Management of Mixed Dyslipidemia: Knowledge and Practice

U. Shanette Granstaff, Farrokh Sohrabi, Hamid Doroodchi, Nancy Roepke, Maziar Abdolrasulina

Abstract


Background: Despite the beneficial effects of lowering low-density lipoprotein cholesterol (LDL-C) to Adult Treatment Panel (ATP) III guideline recommended levels, major statin trials have revealed a two-thirds residual cardiovascular event risk in high-risk populations. This study was designed to explore how clinicians address residual cardiovascular risk.

Methods: Case-vignette surveys were distributed to a representative set of 4 US provider groups to investigate perceptions and practice patterns in the management of high-risk patients with mixed dyslipidemia.

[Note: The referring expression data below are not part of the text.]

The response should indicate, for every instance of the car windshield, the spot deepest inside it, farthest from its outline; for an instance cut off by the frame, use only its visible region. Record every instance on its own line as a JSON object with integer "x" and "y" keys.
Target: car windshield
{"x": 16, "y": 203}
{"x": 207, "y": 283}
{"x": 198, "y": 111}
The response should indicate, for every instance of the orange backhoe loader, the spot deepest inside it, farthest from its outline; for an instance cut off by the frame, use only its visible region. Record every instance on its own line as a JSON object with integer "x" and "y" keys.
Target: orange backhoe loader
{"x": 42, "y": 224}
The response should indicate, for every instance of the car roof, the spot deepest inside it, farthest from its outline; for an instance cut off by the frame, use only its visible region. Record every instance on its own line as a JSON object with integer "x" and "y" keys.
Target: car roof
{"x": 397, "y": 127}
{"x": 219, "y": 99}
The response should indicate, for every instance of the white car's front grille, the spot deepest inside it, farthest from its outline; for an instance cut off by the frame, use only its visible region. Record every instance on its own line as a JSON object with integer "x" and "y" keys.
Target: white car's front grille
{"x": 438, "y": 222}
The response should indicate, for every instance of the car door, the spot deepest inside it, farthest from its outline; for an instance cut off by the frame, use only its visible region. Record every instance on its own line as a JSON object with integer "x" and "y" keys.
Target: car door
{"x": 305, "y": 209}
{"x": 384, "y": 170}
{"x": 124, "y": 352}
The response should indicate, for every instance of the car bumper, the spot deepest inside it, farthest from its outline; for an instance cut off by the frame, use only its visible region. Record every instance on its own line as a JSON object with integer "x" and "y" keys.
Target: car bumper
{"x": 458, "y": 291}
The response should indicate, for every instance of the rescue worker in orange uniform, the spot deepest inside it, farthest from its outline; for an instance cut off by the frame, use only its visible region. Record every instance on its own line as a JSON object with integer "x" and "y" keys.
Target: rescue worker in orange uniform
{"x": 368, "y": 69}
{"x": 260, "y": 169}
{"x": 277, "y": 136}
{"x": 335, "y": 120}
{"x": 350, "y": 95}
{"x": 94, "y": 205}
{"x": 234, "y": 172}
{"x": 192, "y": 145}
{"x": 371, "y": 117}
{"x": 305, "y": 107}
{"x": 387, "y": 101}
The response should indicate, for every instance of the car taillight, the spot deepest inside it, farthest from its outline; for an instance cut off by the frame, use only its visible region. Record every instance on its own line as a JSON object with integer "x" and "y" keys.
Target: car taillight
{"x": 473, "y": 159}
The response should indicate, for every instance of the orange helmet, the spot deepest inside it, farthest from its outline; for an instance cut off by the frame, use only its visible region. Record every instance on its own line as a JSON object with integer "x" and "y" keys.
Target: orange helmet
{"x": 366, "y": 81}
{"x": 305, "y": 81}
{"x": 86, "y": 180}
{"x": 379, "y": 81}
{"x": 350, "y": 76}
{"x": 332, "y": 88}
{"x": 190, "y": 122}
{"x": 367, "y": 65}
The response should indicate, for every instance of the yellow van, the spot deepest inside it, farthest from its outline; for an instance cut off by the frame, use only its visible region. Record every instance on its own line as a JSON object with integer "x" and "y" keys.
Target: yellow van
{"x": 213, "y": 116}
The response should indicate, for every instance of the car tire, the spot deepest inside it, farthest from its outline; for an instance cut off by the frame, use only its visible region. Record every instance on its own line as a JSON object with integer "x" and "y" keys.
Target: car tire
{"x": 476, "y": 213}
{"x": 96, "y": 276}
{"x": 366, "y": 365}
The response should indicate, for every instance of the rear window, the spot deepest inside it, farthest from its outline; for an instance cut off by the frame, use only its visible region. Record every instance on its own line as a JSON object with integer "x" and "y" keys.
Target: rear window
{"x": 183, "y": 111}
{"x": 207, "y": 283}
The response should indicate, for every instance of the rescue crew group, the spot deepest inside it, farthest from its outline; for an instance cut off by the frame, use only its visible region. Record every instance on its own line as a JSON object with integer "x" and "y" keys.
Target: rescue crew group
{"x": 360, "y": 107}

Results: Ninety-three percent of cardiologists, 96% of endocrinologists, and 97% of primary care practitioners (PCPs) and nurse practitioners (NP) and physician assistants (PAs) underestimated residual risk in a patient achieving LDL-C goal. Sixty-nine percent of cardiologists, 61% of endocrinologists, 66% of PCPs and 70% of NP/PAs would not focus on LDL-C and non–high-density lipoprotein cholesterol (HDL-C) levels for lipid-lowering therapy in a high-risk patient, and 69% of cardiologists, 59% of endocrinologists, 57% of PCPs, and 68% of NP/PAs did not identify appropriate lipid profile management goals. Sixty-four percent of cardiologists would not initiate treatment targeting both LDL-C and non–HDL-C in a very high-risk patient with mixed dyslipidemia; 50% of endocrinologists would not add niacin in a patient with atherogenic dyslipidemia; and 64% of PCPs and 55% of NP/PAs would not treat with combination statin and fenofibrate in a patient with mixed dyslipidemia.

Conclusion: Although many clinicians report familiarity with National Cholesterol Education Program (NCEP) guideline recommendations, there is low concordance with recommendations when managing high-risk patients with mixed dyslipidemia. Educational initiatives and practice tools that enhance understanding of non–HDL-C and improve clinicians’ skills in using combination therapies to optimally manage mixed dyslipidemia in high-risk patients may reduce variability in practice and improve patient outcomes.